End of Year Book Recommendations: The Rabbit Hutch and The Heaven & Earth Grocery Store

Of the books I’ve read this year, The Rabbit Hutch by Tess Gunty and The Heaven and Earth Grocery Store by James McBride stand out as the most well written and interesting. There are distinct differences, but what they do have in common is their focus on specific communities and the diverse people that populate them.

In Tess Gunty’s debut novel The Rabbit Hutch, the main character, Blandine (her adopted name), lives with three young men, who like her have just aged-out of the foster care system. They share an apartment in an affordable-living building in fictional Vacca Vale, Indiana, where the residents whose paths they cross become central to the plot.

Blandine exemplifies brilliance that can only come from an author who is brilliant. Blandine is an astute observer of all that happens around her. She is well-read, knowledgeable, and enthralled with obscure subjects such as medieval mysticism. She is especially drawn to the seemingly invincible Christian martyr Blandina (Blandine), whose name she adopts as her own. One gets the feeling that Tess Gunty has incorporated everything she wished to write about thus far into this one work of literature.

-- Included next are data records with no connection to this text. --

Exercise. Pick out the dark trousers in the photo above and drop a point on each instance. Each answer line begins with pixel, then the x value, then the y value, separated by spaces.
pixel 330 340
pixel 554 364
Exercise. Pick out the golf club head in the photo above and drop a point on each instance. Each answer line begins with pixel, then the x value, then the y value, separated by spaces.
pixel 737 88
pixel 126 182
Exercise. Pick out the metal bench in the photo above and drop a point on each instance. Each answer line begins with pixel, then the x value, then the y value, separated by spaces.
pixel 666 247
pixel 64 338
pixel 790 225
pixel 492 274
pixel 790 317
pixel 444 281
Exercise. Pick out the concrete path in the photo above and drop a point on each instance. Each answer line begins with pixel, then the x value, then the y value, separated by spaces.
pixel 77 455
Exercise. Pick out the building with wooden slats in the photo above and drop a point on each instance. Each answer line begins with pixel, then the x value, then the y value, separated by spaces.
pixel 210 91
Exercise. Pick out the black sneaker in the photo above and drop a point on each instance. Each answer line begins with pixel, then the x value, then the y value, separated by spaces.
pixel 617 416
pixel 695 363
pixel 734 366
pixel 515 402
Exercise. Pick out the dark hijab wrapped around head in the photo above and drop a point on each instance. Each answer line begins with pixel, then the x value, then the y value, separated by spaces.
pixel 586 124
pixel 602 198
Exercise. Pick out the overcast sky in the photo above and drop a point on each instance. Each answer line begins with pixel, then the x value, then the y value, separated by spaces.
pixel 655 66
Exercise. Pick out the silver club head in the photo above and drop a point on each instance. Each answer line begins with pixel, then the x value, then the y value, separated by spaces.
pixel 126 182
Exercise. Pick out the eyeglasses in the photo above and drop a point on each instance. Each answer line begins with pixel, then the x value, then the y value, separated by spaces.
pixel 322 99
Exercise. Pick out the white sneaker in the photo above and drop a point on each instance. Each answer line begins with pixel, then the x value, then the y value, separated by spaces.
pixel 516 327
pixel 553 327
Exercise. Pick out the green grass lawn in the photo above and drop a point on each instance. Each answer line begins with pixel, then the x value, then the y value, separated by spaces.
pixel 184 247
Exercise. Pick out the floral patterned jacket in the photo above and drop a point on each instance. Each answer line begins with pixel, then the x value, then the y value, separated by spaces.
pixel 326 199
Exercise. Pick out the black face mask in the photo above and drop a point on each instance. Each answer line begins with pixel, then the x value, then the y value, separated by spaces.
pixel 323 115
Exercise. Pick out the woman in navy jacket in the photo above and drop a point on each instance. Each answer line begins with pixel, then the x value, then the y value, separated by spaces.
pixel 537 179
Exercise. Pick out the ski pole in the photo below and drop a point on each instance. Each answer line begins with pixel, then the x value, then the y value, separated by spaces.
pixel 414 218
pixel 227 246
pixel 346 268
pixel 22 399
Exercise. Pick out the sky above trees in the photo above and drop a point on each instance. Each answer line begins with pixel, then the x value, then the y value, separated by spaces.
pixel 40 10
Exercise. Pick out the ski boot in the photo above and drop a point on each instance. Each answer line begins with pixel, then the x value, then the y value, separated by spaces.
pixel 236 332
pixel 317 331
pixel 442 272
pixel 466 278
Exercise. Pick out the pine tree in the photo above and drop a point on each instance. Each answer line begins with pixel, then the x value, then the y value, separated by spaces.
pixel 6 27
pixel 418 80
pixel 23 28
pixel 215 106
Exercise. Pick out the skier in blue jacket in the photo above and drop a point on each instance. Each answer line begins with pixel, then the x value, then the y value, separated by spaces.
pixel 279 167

In The Rabbit Hutch, Gunty takes liberties with form, something we can be grateful to her publisher for allowing her to do. For example, one chapter consists of drawings by one of the characters. Another contains an obituary and guest responses, which are quite hilarious. Some characters are introduced late in the novel, who are quirky and offer competing worldviews. While this form can be a bit challenging to a reader, the novel ultimately pulls it off quite well.  

James McBride’s The Heaven and Earth Grocery Store is set in the 1920s and 1930s in the neighborhood Chicken Hill, located in Pottstown, Pennsylvania. It focuses on the lives of the African Americans and Jewish immigrants in Chicken Hill, struggling to exist in a society that excludes them, and their intertwined and often uneasy relationships. McBride brilliantly portrays the characters in each community and their struggles with racism and discrimination by the white population and the immigrants who have secured success and moved outside the confines of Chicken Hill.

McBride, who is also a musician, draws on that expertise to make music central to the book in the creation of Moshe Ludlow who integrates the town’s first dance hall, which he and his wife Chona own along with the Heaven and Earth Grocery Store. Throughout the book we see a long list of great musicians of the time perform at the dance hall: the Mickey Katz, Chick Webb, and Lionel Hampton bands, and Machito and his Afro-Cubans orchestra, to name a few.

While The Rabbit Hutch and The Heaven & Earth Grocery Store are set in different times and places, both deal with universal issues of power, class, economics, health, prejudice, and sexual violence. They also examine the impact of the environment on community, whether that is development’s destruction of green spaces or the lack of access to water and sanitation. In the end, each community faces unique challenges that cause its members to forge complex relationships intertwined with cruelty, anger, suffering, greed, jealousy, affection, and generosity.